CALL FOR PARTICIPATION
CULTURE MACHINE
http://www.culturemachine.net
Culture Machine is looking for contributions to a digital archive for
media and cultural studies texts and related materials. The archive,
called CSeARCH (which stands for Cultural Studies e-Archive), is
completely free to both download from and upload into.
What's more, recent figures suggest that research published as 'open
access' is between two and four times more likely to be read and cited
than if it is just published in print-on-paper form.
You can find CSeARCH at:
http://www.culturemachine.net/csearch
This will let you browse the archive as well as read and download its
contents for free. It already contains over 500 books, book chapters,
journal articles,
interviews, lectures and so on, from Abbas and Agamben, through McRobbie
and Poster, to Williams and Zizek.
To upload work into the archive go to the 'Submit' page. Fill in the
brief details and you'll then be sent a login name and password via
e-mail together with a direct
link. Click on the link and you'll be there - no need to login at that
point the first time. (The password just ensures no one but you can edit
your entries.) It's really
fast and easy.
We realise it's going to take a little time to grow. But one of the
ideas behind open access archives is that if everyone deposits a digital
copy of their published material in the archive, then it means that all
the media and cultural studies research is going to be available for
students, teachers, lecturers and researchers to use anywhere in the
world, for free, for ever (as opposed to being restricted just to those
individuals and institutions who can afford to pay for access to it in
the form of journal subscriptions, books cover prices, interlibrary
loans, photocopying charges etc., as is the case now).

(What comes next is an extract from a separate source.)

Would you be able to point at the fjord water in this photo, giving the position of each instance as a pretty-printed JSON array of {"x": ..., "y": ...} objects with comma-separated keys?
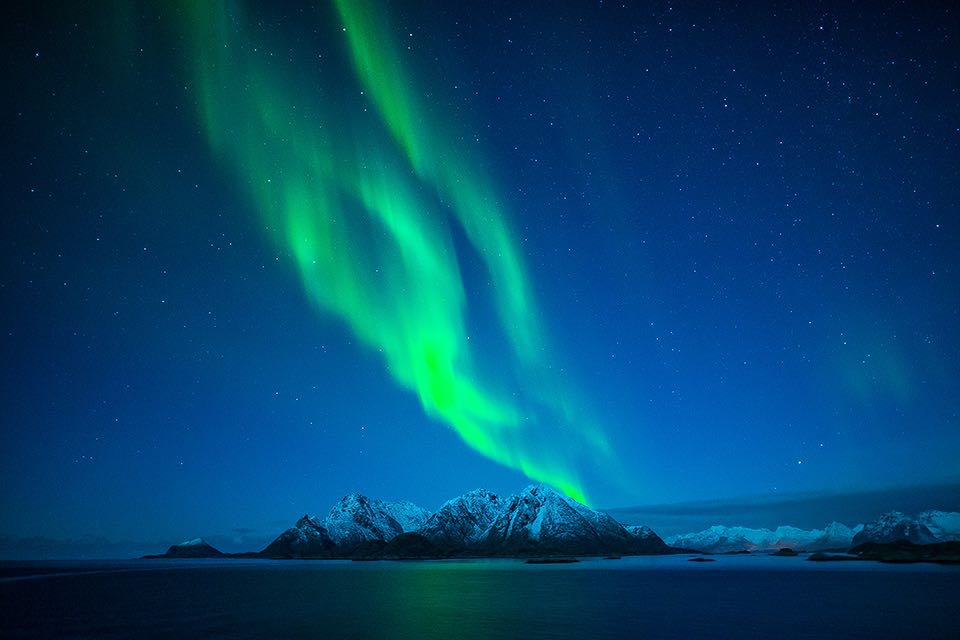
[{"x": 663, "y": 597}]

Obviously anything that is already in digital form, be it Word, pdf and
so on, can be uploaded easily. If anyone does have early media and
cultural studies texts, including out of print books, book chapters,
journal editions or journal articles they can scan in or otherwise make
available, that would be great, too.
However, the idea is also to include recent and even current work, both
already published and that which is awaiting publication.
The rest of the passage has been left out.